Just as Baahubali draws heavily from the Mahabharata, Puli pulls from the Ramayana, with Asterix as Ram and a bird as Laxman.  That's just the basic plot, though; Puli's influences are . . . eclectic.  Rather than monkeys, Marudheeran befriends the villiputs, who are, as the name implies basically Lilliputians, and possibly also the brownies from Willow.  The villiput princess Einstein (Vidyullekha Raman) joins him on the quest and they seek the counsel of the turtle from The Neverending Story.  Marudheeran gets in a fight with a panther.  He meets a cyclops.
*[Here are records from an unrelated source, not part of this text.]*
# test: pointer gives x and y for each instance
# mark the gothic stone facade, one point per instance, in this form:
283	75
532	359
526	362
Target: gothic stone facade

And it only gets stranger from there.

But while the worldbuilding is a glorious mess, the actual plot is a fairly straightforward quest narrative.  The real fun comes from the performances.  Sridevi in particular is delightful.  She creates an evil queen who is one part Galadriel, one part Wicked Witch of the West, chewing the scenery with style and elegance, whether she's presiding over a sinister dinner party or running up the wall during a swordfight.

I suspect that Puli is actually a bad movie, but if so it's a bad movie that I really enjoyed.